No. 125 (2, 152). Le chat et les souris. Eine Katze, der jemand zum Spass einen Rosenkranz umgehängt hatte und der deshalb die Mäuse im Vertrauen auf ihre Frömmigkeit sich ohne Furcht näherten, verzehrte gleichwol ohne Weiteres mehre derselben. Eine von den entkommenen macht deshalb die Bemerkung: » Ceux qui font les devots et ont l'air de prier le Boudha, ont le coeur dix fois plus cruel que les lo loups. «< — Pantschat. 1, 352; Nachtr. 2, 542; Kurz zu Waldis B. 2 F. 92; Oesterley zu Kirchhof 7, 172; vgl. Bleek a. a. O. die Bornu'sche Fabel S. 150 No. 28.

No. 126 (2, 154). Le phénix et la chauve-souris. An dem Geburtstag des Phönix, des Königs der Vögel, erscheint die Fledermaus nicht bei Hofe, weil sie ein Vierfüssler sei, und ebensowenig später bei dem Geburtstage des Ki-lin, weil sie Flügel habe und zu den Vögeln gehöre, weshalb die bei letzterm versammelten Vierfüssler die Bemerkung machen: »Dans le monde il y a aujourd'hui beaucoup de gens, au coeur sec et froid, qui ressemblent à cette méchante bête; ils ne sont ni oiseaux ni quadrupèdes, et, en verité, on ne sait qu'en faire.<< Kurz zu Waldis B. I F. 34.

Eine mittelhochdeutsche Fabel.

Die Rahmenerzälung des vierten Buches des Pantschatantra bildet eine Fabel, in welcher ein Krokodil als mit einem Affen sehr eng verbrüdert erscheint und von diesem bei jedem Besuche, den es ihm macht, mit den Früchten eines von ihm bewohnten Dschambubaumes beschenkt wird. Die Frau des Krokodils, welcher ihr Mann stets solche Früchte mitbringt, verlangt eines Tages das Herz des Affen, um es zu essen; denn, sagt sie, >> wer immer solche ambrosiagleiche Früchte geniesst, dessen Herz muss ganz wie Ambrosia sein.<< Das Krokodil lässt sich beschwatzen, und unter dem Vorgeben, dass seine Frau den Affen zu sehen wünsche, verlockt es ihn dazu seinen Rücken zu bestetigen. Während der Fahrt übers Meer nach dem Wohnsitze des Krokodils offenbart dieses dem Affen, dass er dem Tode entgegengehe; es thut dies aber, damit jener vorher noch an seine Schutzgottheit ein letztes Gebet richten könne.
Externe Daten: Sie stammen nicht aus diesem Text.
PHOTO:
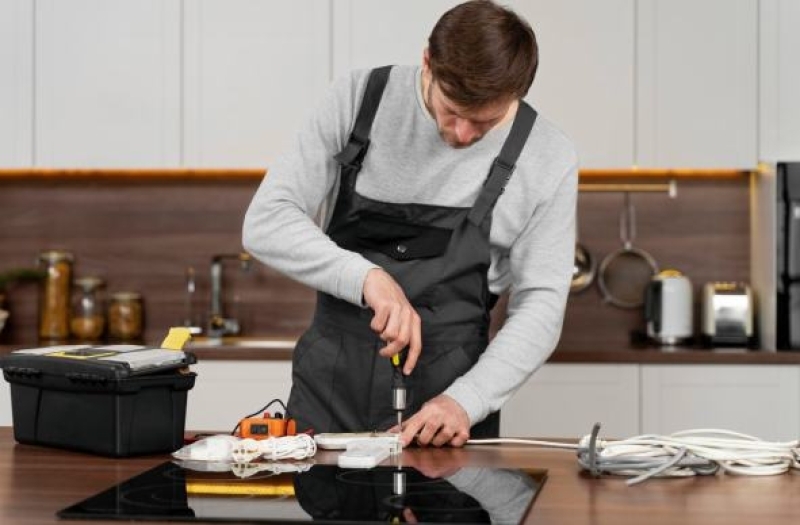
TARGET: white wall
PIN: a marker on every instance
(226, 83)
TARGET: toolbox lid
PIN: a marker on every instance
(107, 361)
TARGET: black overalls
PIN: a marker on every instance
(440, 257)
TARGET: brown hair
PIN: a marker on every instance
(480, 52)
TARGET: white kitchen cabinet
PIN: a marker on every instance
(591, 100)
(226, 391)
(16, 83)
(779, 80)
(585, 79)
(760, 400)
(253, 71)
(566, 400)
(372, 33)
(107, 88)
(697, 83)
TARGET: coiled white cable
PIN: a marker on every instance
(300, 446)
(685, 453)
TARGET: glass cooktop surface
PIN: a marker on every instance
(302, 492)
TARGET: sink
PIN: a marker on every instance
(262, 343)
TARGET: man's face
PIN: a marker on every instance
(459, 127)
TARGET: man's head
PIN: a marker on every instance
(481, 58)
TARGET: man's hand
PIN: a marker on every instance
(395, 320)
(441, 421)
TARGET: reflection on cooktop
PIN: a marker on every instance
(173, 491)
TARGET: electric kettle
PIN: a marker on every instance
(668, 308)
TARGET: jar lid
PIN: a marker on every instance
(126, 296)
(54, 256)
(89, 283)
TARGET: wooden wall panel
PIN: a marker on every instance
(141, 235)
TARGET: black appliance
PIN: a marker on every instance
(787, 308)
(173, 492)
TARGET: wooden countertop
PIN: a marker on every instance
(35, 482)
(280, 349)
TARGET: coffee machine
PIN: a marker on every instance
(787, 252)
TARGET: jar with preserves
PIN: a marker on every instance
(54, 295)
(88, 315)
(125, 317)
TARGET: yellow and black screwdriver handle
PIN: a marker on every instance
(398, 386)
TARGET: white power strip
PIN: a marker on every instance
(364, 454)
(340, 440)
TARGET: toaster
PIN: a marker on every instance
(728, 314)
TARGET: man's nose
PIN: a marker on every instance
(465, 130)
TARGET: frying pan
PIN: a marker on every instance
(624, 274)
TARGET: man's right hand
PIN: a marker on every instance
(395, 320)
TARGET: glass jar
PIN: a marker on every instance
(88, 316)
(54, 295)
(125, 317)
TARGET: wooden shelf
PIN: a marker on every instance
(586, 175)
(130, 173)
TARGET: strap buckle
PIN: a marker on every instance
(353, 153)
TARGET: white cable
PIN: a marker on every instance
(274, 448)
(686, 453)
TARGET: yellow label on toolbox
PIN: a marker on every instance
(82, 354)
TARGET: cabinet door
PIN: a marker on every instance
(16, 84)
(697, 80)
(227, 391)
(253, 70)
(566, 400)
(779, 76)
(584, 83)
(760, 400)
(107, 83)
(5, 404)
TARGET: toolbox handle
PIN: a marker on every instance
(21, 371)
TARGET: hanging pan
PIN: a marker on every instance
(624, 274)
(584, 269)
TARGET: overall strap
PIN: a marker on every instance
(358, 143)
(504, 164)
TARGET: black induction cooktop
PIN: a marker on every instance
(298, 492)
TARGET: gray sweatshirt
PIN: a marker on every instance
(533, 227)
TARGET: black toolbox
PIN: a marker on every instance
(115, 400)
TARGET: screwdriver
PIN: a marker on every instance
(398, 390)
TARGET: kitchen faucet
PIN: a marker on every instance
(218, 324)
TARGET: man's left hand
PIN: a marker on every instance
(441, 421)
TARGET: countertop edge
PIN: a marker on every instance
(676, 356)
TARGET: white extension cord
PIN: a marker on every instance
(686, 453)
(300, 446)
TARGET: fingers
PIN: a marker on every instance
(414, 347)
(440, 422)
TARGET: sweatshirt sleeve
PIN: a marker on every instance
(541, 262)
(280, 228)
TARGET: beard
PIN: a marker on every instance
(452, 141)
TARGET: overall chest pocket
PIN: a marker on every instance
(401, 240)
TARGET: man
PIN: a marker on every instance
(437, 188)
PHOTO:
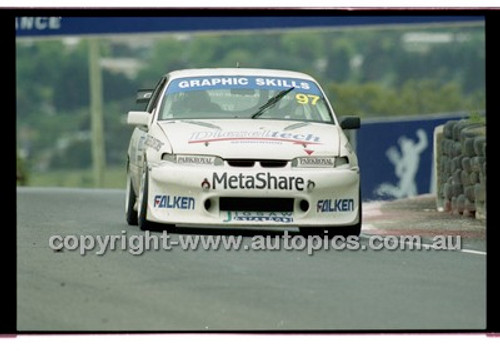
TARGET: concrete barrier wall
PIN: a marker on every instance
(460, 166)
(396, 155)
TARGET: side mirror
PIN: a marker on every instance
(139, 118)
(143, 96)
(350, 122)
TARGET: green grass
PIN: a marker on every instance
(114, 177)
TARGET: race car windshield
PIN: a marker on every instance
(245, 97)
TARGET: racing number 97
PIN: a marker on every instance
(307, 99)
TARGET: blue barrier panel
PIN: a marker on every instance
(395, 155)
(69, 25)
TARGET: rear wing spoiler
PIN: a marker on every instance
(143, 95)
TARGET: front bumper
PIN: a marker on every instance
(253, 197)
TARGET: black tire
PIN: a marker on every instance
(130, 199)
(143, 223)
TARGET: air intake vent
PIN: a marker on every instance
(241, 163)
(256, 204)
(273, 163)
(251, 163)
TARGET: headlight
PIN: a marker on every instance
(194, 160)
(320, 162)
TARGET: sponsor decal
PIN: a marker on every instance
(316, 162)
(153, 142)
(174, 202)
(253, 136)
(261, 180)
(273, 217)
(242, 82)
(335, 205)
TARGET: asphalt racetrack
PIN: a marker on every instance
(227, 290)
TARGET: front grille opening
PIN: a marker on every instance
(251, 163)
(273, 163)
(256, 204)
(241, 163)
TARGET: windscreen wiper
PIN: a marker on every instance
(271, 102)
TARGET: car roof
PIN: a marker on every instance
(262, 72)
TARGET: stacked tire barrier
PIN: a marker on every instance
(460, 161)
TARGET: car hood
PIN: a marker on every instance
(243, 139)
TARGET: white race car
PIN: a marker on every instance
(235, 147)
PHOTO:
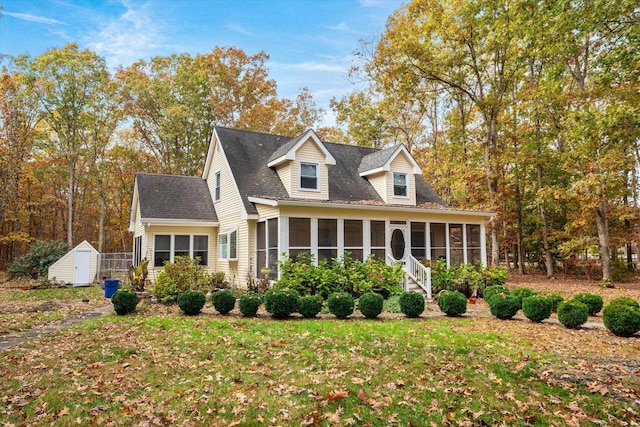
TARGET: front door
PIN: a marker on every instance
(82, 272)
(399, 241)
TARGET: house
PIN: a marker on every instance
(263, 195)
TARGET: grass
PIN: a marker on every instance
(222, 370)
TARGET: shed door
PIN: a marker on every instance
(82, 272)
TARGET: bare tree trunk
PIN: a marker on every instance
(603, 238)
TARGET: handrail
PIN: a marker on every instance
(419, 273)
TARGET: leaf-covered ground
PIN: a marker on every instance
(160, 367)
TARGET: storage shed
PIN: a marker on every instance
(79, 266)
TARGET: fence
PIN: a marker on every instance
(114, 265)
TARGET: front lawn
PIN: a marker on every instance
(216, 370)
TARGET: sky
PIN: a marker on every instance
(310, 42)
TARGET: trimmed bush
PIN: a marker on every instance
(554, 300)
(491, 291)
(249, 304)
(536, 308)
(411, 304)
(452, 303)
(622, 317)
(593, 301)
(522, 293)
(310, 306)
(573, 314)
(223, 301)
(281, 303)
(124, 301)
(504, 306)
(191, 302)
(370, 305)
(341, 304)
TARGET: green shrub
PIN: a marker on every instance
(281, 303)
(191, 302)
(310, 306)
(40, 252)
(536, 308)
(573, 313)
(223, 301)
(411, 304)
(182, 275)
(593, 301)
(522, 293)
(554, 300)
(249, 304)
(370, 305)
(504, 306)
(452, 303)
(341, 304)
(124, 301)
(492, 291)
(622, 317)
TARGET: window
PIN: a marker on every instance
(353, 238)
(299, 236)
(216, 195)
(400, 185)
(228, 245)
(167, 247)
(378, 239)
(327, 239)
(308, 176)
(137, 250)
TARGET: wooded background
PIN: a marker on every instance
(526, 108)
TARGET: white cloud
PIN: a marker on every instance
(128, 38)
(32, 18)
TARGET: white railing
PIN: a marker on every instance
(418, 272)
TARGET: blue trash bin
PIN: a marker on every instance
(110, 287)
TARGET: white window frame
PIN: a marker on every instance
(228, 252)
(406, 185)
(172, 248)
(316, 176)
(216, 186)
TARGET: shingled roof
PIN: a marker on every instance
(248, 153)
(174, 197)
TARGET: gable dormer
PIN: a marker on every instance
(392, 173)
(303, 166)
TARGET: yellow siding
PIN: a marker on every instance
(401, 165)
(311, 153)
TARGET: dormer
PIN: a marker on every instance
(303, 166)
(392, 173)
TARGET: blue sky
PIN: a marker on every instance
(310, 42)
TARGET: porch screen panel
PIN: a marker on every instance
(201, 249)
(473, 243)
(299, 236)
(456, 243)
(378, 239)
(272, 250)
(327, 239)
(418, 240)
(181, 246)
(161, 250)
(261, 245)
(438, 241)
(353, 238)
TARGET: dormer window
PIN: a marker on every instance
(400, 185)
(308, 176)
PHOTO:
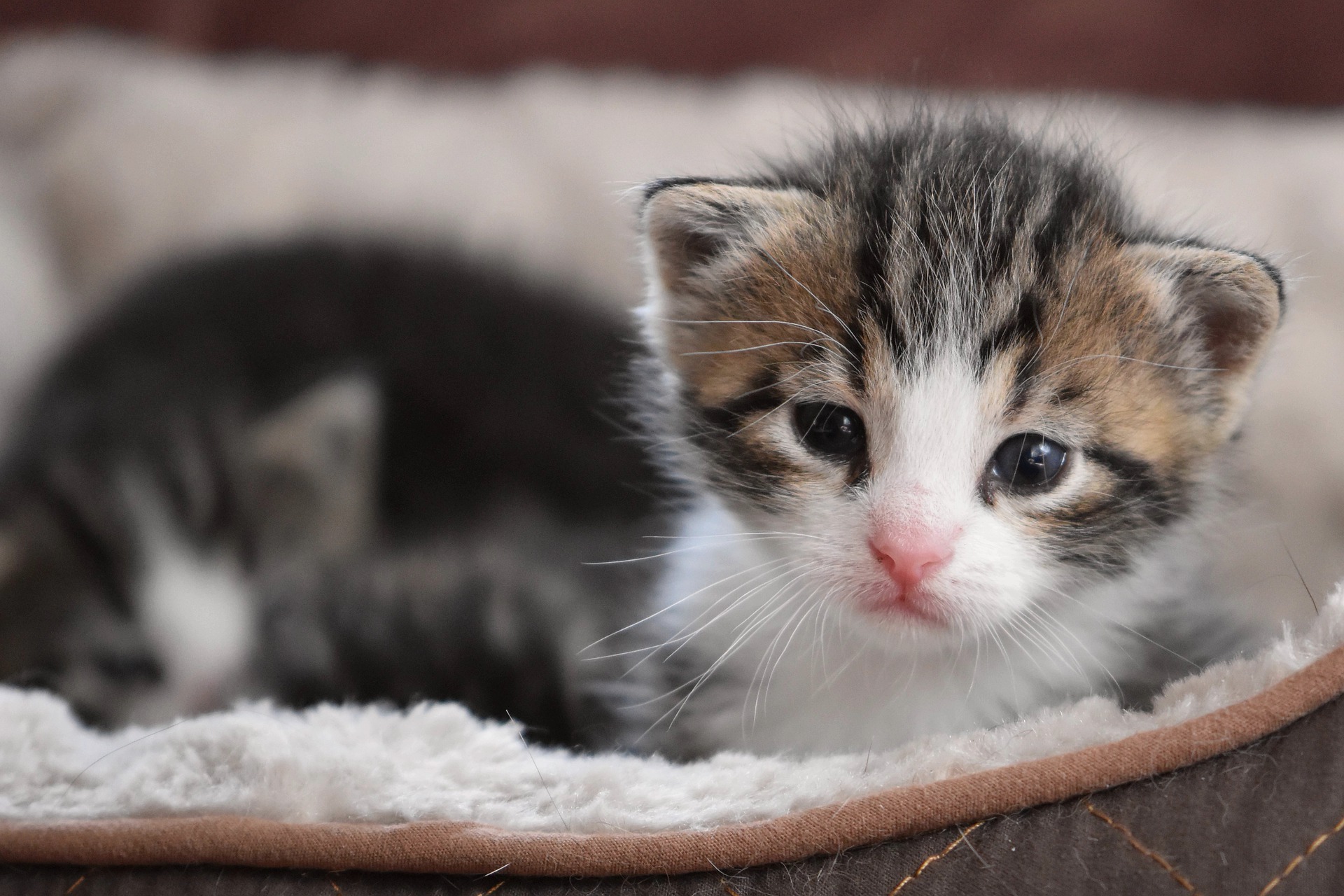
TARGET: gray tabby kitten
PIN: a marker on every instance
(326, 472)
(948, 426)
(958, 424)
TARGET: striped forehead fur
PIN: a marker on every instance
(895, 248)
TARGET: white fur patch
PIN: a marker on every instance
(198, 613)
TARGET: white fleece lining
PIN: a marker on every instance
(437, 762)
(130, 155)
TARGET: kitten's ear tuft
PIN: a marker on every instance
(314, 466)
(1230, 301)
(690, 225)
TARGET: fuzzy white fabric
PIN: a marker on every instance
(127, 155)
(113, 156)
(436, 761)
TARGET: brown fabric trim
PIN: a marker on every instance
(477, 849)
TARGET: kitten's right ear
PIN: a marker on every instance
(695, 229)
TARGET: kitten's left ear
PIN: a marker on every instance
(1227, 302)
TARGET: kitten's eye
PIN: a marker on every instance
(830, 429)
(1028, 461)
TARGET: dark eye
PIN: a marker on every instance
(830, 429)
(1028, 461)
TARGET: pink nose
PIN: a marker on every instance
(909, 558)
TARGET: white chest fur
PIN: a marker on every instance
(769, 662)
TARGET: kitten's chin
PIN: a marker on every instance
(918, 606)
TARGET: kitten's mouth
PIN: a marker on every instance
(910, 603)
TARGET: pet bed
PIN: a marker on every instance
(1234, 783)
(1234, 778)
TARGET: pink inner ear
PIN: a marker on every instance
(1234, 326)
(910, 554)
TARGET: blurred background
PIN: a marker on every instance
(134, 130)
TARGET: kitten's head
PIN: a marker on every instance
(949, 362)
(127, 567)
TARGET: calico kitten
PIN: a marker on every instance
(958, 422)
(321, 472)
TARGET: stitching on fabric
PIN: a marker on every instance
(930, 860)
(1298, 860)
(1133, 841)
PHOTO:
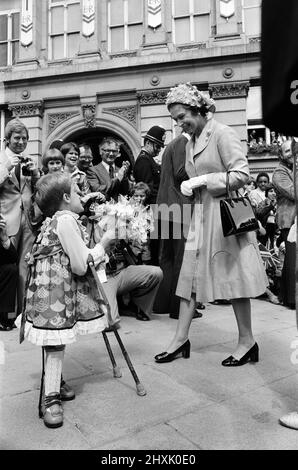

Der Affe, »der den Kopf auf dem rechten Flecke hatte «, sagt nun, er hätte sein Herz, das er gern der Frau seines Freundes überlassen wolle, in einer Höhlung des Dschambubaumes zurückgelassen, so dass das Krokodil mit ihm wieder ans Ufer zurückkehrt, worauf der Affe, sobald er diesem nahe ist, eiligst ans Land springt und so sein Leben rettet, während das Krokodil voll Beschämung zurückbleibt.

Benfey hat Pantschat. I, 420 ff.) diese Fabel besprochen, woraus man unter anderm ersieht, dass in einigen Versionen statt des Krokodils auch andere Thiere eintreten wie z. B. eine Schildkröte, und eine solche ist es nun auch in folgendem Gedichte Bruder Werners bei MSH. III, 16 No. 26:

>>Ez wolte ein affe über einen see, do kund' er wol geswimmen niht,

er bat eine schorpen, daz si in vuorte, als diu aventiure jiht;

ez satz' in uf die bulen sin unt vuort' in verre in den tich.

do er kwam mitten uf den wak, ez sprach: 'ich wil ze grunde gan,

dune gebest mir daz herze din, oder ich wil dich ertrinken lan'.

der affe bot im vür daz herze sine lide gar gelich;

Ez enwolte niht wan daz herze sin,

daz schorpe vloz dem lande ein teil ze nahe,

der affe sprank unz an daz lant, darümbe kwam diu schorpe in pin.
daz sült ir vür ein bispel ouch enpfan:

der keiser der ist komen uz unde ist gesprungen an den stat;

ir mere gernden schorpelin, er tuot iuch darümbe an sælden mat. «< Welches die unmittelbare Quelle Bruder Werners ist, weiss ich nicht anzugeben; seine Version ist im höchsten Grade einfach, und von den bei Benfey angeführten steht ihr in dieser Beziehung keine nach.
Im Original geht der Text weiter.